The court shall not terminate parental rights if the court has found that reasonable efforts were not made or were not offered. In the case of an Indian child, the following apply:
- The court has found that active efforts were not made.
- The court has not found, beyond a reasonable doubt, including testimony of one or more 'qualified expert witnesses,' that the continued custody of the child by the parent is likely to result in serious emotional or physical damage to the child.
- The court has ordered Tribal customary adoption.
Circumstances Allowing Reinstatement of Parental Rights
Citation: Welf. & Inst. Code § 366.26(e)(3), (i)(3)
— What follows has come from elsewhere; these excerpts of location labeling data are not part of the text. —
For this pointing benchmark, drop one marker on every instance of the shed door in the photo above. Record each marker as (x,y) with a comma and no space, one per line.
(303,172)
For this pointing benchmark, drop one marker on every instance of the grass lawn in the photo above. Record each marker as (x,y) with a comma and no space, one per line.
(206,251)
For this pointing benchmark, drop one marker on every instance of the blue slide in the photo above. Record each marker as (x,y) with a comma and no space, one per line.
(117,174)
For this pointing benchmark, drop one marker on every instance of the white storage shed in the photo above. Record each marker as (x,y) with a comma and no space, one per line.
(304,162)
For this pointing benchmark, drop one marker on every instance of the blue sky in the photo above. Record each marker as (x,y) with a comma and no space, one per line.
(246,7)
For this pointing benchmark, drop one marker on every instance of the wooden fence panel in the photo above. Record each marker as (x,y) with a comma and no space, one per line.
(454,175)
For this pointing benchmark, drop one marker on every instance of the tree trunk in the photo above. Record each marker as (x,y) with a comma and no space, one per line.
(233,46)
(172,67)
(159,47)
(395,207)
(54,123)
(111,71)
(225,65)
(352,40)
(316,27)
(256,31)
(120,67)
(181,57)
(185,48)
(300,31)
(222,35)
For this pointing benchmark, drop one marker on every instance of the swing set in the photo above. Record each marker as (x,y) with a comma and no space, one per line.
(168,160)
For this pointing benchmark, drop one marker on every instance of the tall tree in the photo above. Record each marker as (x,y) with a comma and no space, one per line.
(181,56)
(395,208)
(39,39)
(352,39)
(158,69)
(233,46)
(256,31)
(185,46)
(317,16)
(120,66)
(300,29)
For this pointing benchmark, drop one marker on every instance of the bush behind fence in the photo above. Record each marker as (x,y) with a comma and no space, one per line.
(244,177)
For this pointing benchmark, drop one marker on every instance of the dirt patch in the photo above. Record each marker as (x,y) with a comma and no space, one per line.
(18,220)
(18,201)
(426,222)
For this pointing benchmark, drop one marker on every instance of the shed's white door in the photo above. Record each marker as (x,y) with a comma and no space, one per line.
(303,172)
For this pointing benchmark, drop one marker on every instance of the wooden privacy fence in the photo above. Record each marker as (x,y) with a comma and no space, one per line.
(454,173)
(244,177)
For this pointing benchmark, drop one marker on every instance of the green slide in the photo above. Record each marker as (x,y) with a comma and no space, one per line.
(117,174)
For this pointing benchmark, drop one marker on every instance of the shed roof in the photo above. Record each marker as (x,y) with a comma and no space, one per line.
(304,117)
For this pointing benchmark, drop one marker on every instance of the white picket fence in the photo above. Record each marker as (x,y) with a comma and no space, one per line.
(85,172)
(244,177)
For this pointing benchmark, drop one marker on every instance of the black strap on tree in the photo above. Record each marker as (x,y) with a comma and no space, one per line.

If a child who is the subject of a Tribal customary adoption has a developmental disability or mental illness as a result of conditions existing before the adoption to the extent that the child is considered unadoptable, and the adoptive parent(s) had no prior knowledge of the condition, a petition setting forth those facts may be filed by the adoptive parent(s) with the juvenile court that granted the adoption petition. If these facts are proved to the satisfaction of the juvenile court, it may make an order setting aside the adoption order. The set-aside petition shall be filed within 5 years of the issuance of the adoption order. Whenever a final decree of Tribal customary adoption has been vacated or set aside, the biological parent(s) of the child may petition for return of custody. The disposition of the child after the court has entered an order to vacate an adoption shall include consultation with the child's Tribe.
A child who has not been adopted at least 3 years after parental rights were terminated, and the court has determined that adoption is no longer the permanency plan, may petition the juvenile court to reinstate parental rights. The child may file the petition prior to the expiration of this 3-year period if the Department of Social Services or adoption agency that has custody of the child and the child stipulate that the child is no longer likely to be adopted. A child older than age 12 shall sign the petition unless there is good cause as to why the child could not do so. The court shall grant the petition if it finds by clear and convincing evidence that the child is no longer likely to be adopted and that reinstatement of parental rights is in the child's best interests. If the court reinstates parental rights over a child who is younger than age 12 and for whom the new permanency plan will not be reunification with a parent, the court shall specify why it is in the child's best interests to reinstate parental rights.